Jeder Anfang ist klein

So viel sei vorausgesagt: Obwohl sämtliche namhaften Produzenten an so genannten "autostereoskopischen Bildschirmen" forschen und arbeiten, wird es wohl noch einige Jahre dauern, bis derartige 3D-Fernseher in alltagstauglichen Größen in den Handel kommen. Der Grund dafür liegt im Konzept der Panele. Um einen dreidimensionalen Effekt zu erreichen, werden für jedes Auge zwei unterschiedliche Bilder gleichzeitig ausgestrahlt, wobei mit Hilfe spezieller Raster das Licht einzelner Pixel in verschiedene Richtungen vor dem Bildschirm abgelenkt werden. Das setzt voraus, dass der Betrachter eine bestimmte Position zum Display einnimmt, damit der Effekt zur Geltung kommen kann. Zwar gibt es in diesem Bereich auch Multi-Viewer-Bildschirme, die Bilder für mehrere Seher ausstrahlen, doch im Endeffekt bedingt die Technologie, dass der jeweilige Betrachtungswinkel sehr eingeschränkt ist. Das hat zur Folge, dass diese auch "Parallax-Displays" genannten Screens vorerst nur in kleineren Formaten für mobile Endgeräte wie Handys oder Tablet-PCs Sinn machen, weil der Betrachter hierbei im Normalfall so und so direkt auf das Gerät sieht.

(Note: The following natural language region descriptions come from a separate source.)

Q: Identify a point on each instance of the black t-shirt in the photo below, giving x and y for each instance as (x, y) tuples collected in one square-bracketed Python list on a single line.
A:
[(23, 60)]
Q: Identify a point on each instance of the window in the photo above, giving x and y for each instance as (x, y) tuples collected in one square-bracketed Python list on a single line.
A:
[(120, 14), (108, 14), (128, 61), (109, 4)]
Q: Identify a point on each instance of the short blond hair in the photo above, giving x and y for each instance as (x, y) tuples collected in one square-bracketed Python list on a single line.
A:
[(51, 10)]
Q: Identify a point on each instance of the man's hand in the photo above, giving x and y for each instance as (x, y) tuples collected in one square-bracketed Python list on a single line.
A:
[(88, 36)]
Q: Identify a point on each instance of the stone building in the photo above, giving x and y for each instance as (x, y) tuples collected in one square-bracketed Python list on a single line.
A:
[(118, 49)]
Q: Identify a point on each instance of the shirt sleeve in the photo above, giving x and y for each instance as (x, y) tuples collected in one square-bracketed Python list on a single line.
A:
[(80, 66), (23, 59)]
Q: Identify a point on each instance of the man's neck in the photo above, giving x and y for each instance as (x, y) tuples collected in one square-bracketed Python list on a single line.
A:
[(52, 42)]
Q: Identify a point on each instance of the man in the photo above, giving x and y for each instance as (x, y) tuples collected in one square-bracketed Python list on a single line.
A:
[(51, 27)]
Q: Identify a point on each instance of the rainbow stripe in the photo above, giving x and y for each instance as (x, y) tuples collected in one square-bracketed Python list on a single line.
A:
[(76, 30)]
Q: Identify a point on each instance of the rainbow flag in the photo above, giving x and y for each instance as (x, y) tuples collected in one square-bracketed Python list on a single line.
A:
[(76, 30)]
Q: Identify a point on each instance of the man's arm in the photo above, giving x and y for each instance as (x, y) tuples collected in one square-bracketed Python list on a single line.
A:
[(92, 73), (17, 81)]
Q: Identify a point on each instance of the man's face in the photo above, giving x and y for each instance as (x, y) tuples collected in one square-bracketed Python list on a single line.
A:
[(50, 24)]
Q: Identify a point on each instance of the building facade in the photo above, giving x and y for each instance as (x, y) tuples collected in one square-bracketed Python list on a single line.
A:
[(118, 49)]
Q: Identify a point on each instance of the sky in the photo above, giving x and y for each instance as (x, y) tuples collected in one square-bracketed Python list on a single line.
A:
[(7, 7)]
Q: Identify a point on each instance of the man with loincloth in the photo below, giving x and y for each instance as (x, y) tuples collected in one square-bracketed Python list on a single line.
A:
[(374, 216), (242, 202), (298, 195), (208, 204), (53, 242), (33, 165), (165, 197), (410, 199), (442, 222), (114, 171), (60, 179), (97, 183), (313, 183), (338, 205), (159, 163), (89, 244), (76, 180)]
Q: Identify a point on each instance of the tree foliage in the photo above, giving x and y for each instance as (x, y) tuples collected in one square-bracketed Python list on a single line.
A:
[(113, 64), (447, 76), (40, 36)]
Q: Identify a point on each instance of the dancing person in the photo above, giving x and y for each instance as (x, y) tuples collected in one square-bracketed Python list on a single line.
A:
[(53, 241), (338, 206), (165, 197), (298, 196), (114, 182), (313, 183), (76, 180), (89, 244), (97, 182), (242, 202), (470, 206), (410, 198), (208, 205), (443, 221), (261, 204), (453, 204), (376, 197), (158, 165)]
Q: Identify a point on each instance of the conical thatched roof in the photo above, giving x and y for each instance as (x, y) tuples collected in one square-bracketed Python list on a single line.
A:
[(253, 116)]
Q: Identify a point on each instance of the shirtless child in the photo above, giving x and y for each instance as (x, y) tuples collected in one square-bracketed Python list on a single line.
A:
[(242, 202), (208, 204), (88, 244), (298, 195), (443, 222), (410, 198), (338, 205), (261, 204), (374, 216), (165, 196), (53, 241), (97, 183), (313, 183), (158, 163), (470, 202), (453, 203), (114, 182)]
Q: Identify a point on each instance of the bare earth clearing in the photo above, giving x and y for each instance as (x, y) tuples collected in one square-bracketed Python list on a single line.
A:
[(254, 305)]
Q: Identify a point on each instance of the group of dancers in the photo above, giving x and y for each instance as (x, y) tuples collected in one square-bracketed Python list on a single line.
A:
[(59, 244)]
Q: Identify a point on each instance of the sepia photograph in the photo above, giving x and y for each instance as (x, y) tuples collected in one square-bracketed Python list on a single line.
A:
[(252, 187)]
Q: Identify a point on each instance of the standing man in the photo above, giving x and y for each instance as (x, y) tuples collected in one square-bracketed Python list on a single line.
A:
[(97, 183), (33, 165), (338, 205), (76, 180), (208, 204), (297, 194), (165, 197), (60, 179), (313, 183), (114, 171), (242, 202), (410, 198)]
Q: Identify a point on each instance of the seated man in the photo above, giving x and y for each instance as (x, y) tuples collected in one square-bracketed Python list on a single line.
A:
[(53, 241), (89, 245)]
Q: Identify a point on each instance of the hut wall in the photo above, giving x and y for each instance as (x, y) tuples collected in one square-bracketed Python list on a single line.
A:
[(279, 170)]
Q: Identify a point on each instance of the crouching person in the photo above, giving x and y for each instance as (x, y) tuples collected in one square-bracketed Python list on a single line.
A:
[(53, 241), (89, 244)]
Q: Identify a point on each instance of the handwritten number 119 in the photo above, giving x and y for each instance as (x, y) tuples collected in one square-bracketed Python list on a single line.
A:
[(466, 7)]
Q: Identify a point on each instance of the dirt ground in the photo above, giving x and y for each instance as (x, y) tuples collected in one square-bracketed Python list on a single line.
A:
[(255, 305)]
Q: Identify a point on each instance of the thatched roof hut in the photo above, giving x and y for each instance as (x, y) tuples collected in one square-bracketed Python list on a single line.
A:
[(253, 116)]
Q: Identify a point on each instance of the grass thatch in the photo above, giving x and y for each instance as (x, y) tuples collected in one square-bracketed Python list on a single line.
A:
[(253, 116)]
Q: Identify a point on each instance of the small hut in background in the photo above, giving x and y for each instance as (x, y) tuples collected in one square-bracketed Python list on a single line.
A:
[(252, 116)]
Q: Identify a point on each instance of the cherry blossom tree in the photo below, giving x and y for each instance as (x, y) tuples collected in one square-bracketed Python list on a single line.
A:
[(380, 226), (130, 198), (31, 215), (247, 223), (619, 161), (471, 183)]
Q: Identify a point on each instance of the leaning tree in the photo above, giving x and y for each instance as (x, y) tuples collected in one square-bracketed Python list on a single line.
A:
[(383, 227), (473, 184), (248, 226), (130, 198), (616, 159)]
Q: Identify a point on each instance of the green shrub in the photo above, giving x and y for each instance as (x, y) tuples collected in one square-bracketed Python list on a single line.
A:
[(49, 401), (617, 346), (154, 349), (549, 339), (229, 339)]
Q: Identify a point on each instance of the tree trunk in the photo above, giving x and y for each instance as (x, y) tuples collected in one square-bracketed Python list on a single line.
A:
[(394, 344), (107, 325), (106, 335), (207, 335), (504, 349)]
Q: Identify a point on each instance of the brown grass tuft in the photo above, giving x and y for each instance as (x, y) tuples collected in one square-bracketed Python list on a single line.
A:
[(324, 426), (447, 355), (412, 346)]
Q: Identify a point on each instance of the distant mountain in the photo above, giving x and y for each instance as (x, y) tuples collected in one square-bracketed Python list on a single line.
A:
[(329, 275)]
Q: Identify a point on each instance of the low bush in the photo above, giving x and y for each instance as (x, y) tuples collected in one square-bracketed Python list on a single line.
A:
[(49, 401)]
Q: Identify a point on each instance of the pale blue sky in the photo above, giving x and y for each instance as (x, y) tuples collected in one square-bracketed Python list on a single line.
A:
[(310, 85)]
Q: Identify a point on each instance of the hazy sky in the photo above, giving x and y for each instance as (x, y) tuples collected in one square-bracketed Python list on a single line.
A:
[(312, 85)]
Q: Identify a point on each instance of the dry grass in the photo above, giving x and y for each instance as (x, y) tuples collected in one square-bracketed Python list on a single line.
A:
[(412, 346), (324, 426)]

Prototypen und Serienmodelle

Der japanische Elektronikkonzern Sharp hat im Rahmen der Messe sowohl eine finale Version eines künftigen Handheld-3D-Displays mit 3,8 Zoll (9,7 cm) als auch einen Prototyp zu einem 3D-Display mit 10 Zoll (25 cm) Bilddiagonale für Tablet-PCs präsentiert.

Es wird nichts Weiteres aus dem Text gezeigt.